You busy yourself with your administrative tasks, and when the office, the fun begins.
The meetings.
Three hours a night of absolute PakiNess.
Doesn't matter what organisation, event, project it is.
It's the same faces, same catchphrases, same food.
Rice and Curry or Pizzas.
Some days if you're lucky, the hosts might forget and go for a mad dash in Tesco and you get cream doughnuts.
Nothing is ever done at these meetings.
They just need you to attend and waste away your hours.
This is how I spend my weeknights.

Apart from Fridays.
Fridays are Yoga Days.
I have my full lunch in the day time, and spend the day preparing for the strenuous routines that the instructor will put us through that evening.

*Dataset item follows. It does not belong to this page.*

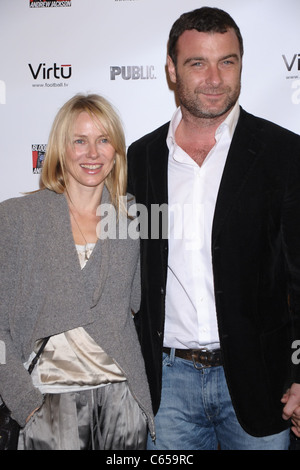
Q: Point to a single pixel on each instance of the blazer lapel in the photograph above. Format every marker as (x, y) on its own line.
(158, 167)
(245, 147)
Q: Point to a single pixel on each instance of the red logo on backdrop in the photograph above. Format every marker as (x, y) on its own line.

I used to have Belly Dancing evenings, too.
But they were sacrificed, for my Islamic School Lessons.
Yes.
I teach at an Islamic School.
The very thoughts and ideas that I hate with a passion, I am feeding to children in KS1.
In my eyes, I am Evil.
In the school's eyes, I am Evil.

I remember the story about the Crow and the PeaCocks.
I am not a Crow.
...but I have to pretend.

Ah, the joys of working in the community.
I have become a well known face.
A much loved person - this I say without any cockiness at all.
It would be impossible to keep anything from the city, now.

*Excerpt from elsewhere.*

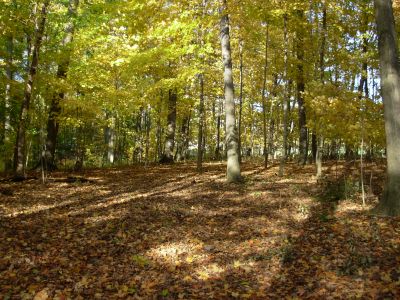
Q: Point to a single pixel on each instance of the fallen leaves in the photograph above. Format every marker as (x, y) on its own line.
(150, 233)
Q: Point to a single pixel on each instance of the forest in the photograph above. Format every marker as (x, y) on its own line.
(202, 149)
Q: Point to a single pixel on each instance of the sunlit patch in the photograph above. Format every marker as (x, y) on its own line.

Yet, there are only three people in the city who know of my well kept secret.
No, not about Quasimodo.
The other secret.
The dangerous one.
The religion secret.

Imagine how it would go down, now, if I came out clean?
Disaster.
I'd lose my fan base.

I really do have to be "good".
...so, this Islamic School stint is good.
It lets people think that I am a "good" girl.
So, what, I don't wear Hijaab, and I don't give my salaam to you every five minutes... I'm not a naughty girl, am I?

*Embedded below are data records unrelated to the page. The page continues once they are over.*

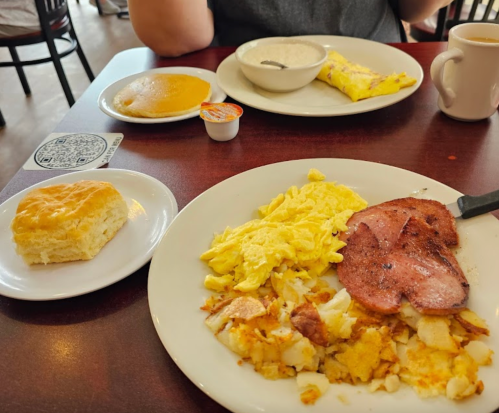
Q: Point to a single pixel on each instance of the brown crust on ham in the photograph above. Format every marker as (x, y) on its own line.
(387, 219)
(393, 251)
(306, 319)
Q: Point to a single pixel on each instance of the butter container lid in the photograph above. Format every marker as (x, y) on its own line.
(220, 112)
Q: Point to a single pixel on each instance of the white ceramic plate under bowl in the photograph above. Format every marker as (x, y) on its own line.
(152, 207)
(107, 95)
(318, 98)
(176, 290)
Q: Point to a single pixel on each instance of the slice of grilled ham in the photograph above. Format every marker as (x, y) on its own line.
(400, 248)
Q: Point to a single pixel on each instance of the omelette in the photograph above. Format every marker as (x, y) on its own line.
(359, 82)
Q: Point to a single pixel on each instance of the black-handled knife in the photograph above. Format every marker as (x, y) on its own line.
(469, 206)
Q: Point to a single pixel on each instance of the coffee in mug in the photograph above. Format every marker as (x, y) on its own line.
(467, 74)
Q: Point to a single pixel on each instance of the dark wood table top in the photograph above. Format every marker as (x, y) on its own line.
(99, 352)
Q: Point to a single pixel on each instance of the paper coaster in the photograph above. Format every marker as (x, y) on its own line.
(74, 151)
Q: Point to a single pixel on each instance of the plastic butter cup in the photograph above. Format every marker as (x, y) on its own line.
(221, 120)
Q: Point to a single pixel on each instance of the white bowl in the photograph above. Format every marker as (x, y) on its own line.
(280, 80)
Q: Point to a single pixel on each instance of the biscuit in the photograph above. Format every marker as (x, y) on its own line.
(67, 222)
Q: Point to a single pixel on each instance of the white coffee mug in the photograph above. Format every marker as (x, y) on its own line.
(467, 74)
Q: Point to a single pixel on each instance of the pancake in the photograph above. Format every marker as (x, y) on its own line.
(162, 95)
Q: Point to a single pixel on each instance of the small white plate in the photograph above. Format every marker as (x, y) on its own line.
(107, 95)
(318, 98)
(176, 290)
(152, 207)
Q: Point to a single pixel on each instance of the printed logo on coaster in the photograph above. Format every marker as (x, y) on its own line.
(75, 151)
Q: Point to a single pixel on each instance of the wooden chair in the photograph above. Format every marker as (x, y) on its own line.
(56, 24)
(436, 27)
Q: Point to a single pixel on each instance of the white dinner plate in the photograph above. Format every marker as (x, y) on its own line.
(107, 95)
(318, 98)
(176, 290)
(152, 207)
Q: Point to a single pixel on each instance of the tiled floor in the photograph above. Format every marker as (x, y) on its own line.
(31, 119)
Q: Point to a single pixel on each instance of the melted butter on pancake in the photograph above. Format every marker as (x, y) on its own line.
(162, 95)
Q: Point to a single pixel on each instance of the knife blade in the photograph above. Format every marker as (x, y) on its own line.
(468, 206)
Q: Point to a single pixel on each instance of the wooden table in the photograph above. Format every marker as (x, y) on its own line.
(99, 352)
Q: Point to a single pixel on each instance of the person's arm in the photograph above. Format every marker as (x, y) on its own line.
(172, 27)
(413, 11)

Sometimes, I wonder whether I could make it in the world of Thesbianism.
Is that even a word?
My eyes have been able to water at the drop of a hat.
My skin can become pale at my every whim.
My sorrow can be masked by my outgoing persona... and my bubbly persona can be erased with frowns and make-belief anger.
Could even the leading actors and actresses do the kind of shit that I come up with on a daily basis?
I think not.

Though, I think I need to practise more on how to act when dealing with emotions and attachment.
Yes.
Quasi's seen real tears, and real smiles.
He's heard real disappointment and real hopes.
Which is why I'm glad that we don't speak as much as we used to.

He's busy, and I'm busy.
We can never catch each other.
Which is good.
I can wean myself off him.

...but it's meant that I've not played or has an orgasm since the end of April.
I've now learnt the true meaning of Frustration.
I walk around with sopping panties almost everyday.
Thank Fuck that it's been warm enough to wear skirts.
The smallest thing sets me off, and all I can do is think about having Quasimodo between my legs again.
More often than not, I fear that I'll never experience it again.
...and I try my hardest to cling on to memories.
But, I'm a crazy bat with memory issues.

When you wake up in the middle of the night, and find your bullet on your belly, still vibrating, you experience a new kind of low.
Have things got so bad... so hectic... so pushed for time that you can't even start a Play Time without knocking out?